主役不在の雛祭り

本日「雛祭り」である。

ネット上のフリー百科事典「ウィキペディア」によると、雛祭りとは「女の子のすこやかな成長を祈る年中行事」とのこと。

今年、父と母は、初孫となる姪っ子のため「雛人形」を購入した。数日間、同じ店に通いつめた末、散々迷っている間にお目当ての雛人形が売れてしまい、店員さんに「どうしても同じものを」と食い下がった結果、まったく同じものとはいかなかったものの「もっと良い顔をした雛人形」を特別に取り寄せてもらったのだという。

孫への情愛には敵わない。

出産を控えて娘が実家に戻って来たのは、お腹が少し目立ちはじめた五ヶ月の頃。

それからずっと、新米ママとなる娘を支え続けた。

時には長い道のりを一緒に散歩しながらお腹の赤ちゃんに話しかけてみたり、小さな命の誕生にわくわくしながらベビー服やオムツを買い集めたり。

姪っ子が「うんぎゃぁ〜」と声を上げたあとも、赤ん坊の母親と同様、父と母は気を抜けなかった。

今こそ、まんまる顔でぷっくぷくで、握力ももんのすごく強い姪っ子だが、一ヶ月以上も入院を余儀なくされたからだ。

喜びも、苦しみも、十分分かち合った。

だけど。

「嫁いだ娘」は雛祭りの三日前、小さな娘と共に旦那の実家へ向って、今日になってようやく「電話の一本」もよこしてきたに過ぎない。

「今日はこっちの親族がたくさん集まって雛祭りパーティーなんだ」と、弾んだ声で。

孫のすこやかな成長を願う気持ちに「見返りや期待」などは一切ない。

どこで何をして過ごしていようが、小さなあの子が元気で笑っていればいいのである。

でもさ。

なんだか報われないよねって、そう思わずにはいられないよ。

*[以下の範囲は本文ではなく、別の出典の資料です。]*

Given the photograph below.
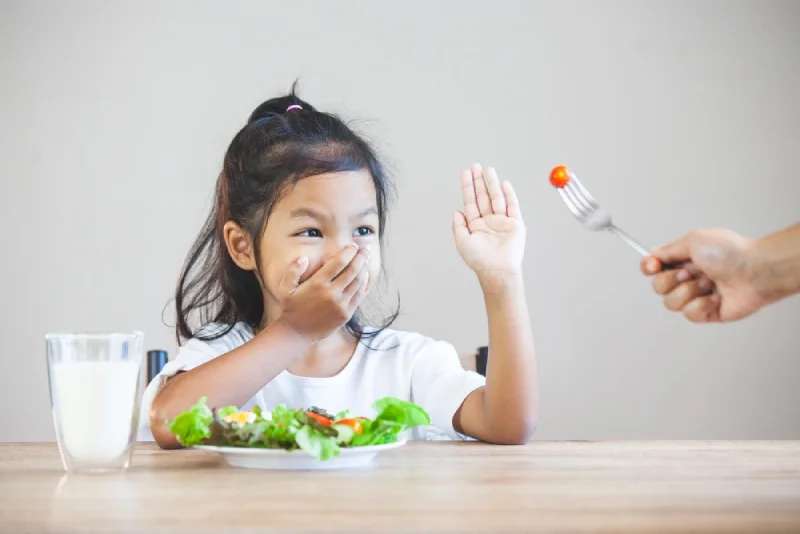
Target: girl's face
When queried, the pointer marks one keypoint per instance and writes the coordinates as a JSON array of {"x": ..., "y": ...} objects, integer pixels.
[{"x": 317, "y": 218}]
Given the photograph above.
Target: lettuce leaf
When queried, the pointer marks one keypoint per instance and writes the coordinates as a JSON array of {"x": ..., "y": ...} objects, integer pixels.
[
  {"x": 291, "y": 429},
  {"x": 193, "y": 426}
]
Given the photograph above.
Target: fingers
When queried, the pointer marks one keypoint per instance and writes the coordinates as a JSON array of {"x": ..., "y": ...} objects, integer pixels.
[
  {"x": 468, "y": 192},
  {"x": 460, "y": 227},
  {"x": 481, "y": 192},
  {"x": 512, "y": 201},
  {"x": 353, "y": 269},
  {"x": 496, "y": 196},
  {"x": 359, "y": 282},
  {"x": 666, "y": 281},
  {"x": 678, "y": 298},
  {"x": 291, "y": 278},
  {"x": 336, "y": 264},
  {"x": 703, "y": 309}
]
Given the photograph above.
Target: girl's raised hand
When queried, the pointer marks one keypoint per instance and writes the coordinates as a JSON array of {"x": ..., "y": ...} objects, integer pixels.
[
  {"x": 325, "y": 302},
  {"x": 489, "y": 233}
]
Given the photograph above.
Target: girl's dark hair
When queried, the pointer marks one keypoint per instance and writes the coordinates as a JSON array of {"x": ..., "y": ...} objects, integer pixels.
[{"x": 275, "y": 149}]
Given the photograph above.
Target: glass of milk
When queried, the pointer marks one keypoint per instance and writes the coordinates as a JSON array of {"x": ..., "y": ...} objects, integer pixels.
[{"x": 95, "y": 382}]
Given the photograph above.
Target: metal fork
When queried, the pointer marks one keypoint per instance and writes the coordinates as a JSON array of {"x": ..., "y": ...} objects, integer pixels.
[{"x": 593, "y": 217}]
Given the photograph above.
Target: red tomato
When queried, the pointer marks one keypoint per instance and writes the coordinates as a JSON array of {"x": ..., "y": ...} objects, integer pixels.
[
  {"x": 354, "y": 423},
  {"x": 321, "y": 419},
  {"x": 559, "y": 177}
]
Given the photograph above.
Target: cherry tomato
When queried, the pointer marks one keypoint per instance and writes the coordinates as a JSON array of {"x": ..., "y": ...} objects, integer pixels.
[
  {"x": 559, "y": 177},
  {"x": 354, "y": 423},
  {"x": 321, "y": 419}
]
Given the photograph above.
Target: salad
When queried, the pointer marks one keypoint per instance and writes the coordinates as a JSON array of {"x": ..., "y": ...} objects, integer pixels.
[{"x": 314, "y": 430}]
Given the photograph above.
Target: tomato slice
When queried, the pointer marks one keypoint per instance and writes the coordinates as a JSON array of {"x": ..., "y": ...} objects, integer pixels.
[
  {"x": 354, "y": 423},
  {"x": 321, "y": 419}
]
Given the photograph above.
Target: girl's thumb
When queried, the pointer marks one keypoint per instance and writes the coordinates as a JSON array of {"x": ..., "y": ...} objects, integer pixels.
[{"x": 291, "y": 278}]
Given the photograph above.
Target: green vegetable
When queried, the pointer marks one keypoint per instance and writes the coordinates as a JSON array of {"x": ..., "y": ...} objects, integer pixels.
[
  {"x": 193, "y": 426},
  {"x": 291, "y": 429}
]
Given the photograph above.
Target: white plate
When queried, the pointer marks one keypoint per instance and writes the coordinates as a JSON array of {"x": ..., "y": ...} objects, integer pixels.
[{"x": 297, "y": 459}]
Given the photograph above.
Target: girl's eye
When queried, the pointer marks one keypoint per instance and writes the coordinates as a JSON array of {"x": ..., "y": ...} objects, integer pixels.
[
  {"x": 313, "y": 232},
  {"x": 363, "y": 231}
]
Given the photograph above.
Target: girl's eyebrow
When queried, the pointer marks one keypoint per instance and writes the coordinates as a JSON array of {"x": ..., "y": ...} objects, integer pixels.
[
  {"x": 305, "y": 212},
  {"x": 308, "y": 212},
  {"x": 366, "y": 212}
]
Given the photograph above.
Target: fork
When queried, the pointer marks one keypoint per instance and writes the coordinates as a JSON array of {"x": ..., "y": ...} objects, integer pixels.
[{"x": 586, "y": 209}]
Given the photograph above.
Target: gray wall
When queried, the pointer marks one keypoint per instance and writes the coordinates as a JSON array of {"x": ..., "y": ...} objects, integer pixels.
[{"x": 114, "y": 118}]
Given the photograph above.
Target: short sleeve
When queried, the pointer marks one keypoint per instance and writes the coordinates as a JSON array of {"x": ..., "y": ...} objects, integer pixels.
[
  {"x": 440, "y": 384},
  {"x": 193, "y": 354}
]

「赤飯炊く」って張り切ってたのに、「焼肉弁当」に変更だし、さ。

まぁ、私のそんな感傷的な心中なんぞ、ジイジとバアバの寛大な愛情からしてみたら「はた迷惑で筋違い」なものに過ぎないんだろうけど---。

ふくよかで穏やかな表情をした雛人形は、人間のわずらわしい感情などよそに、明日、役目を終えて永い眠りにつく。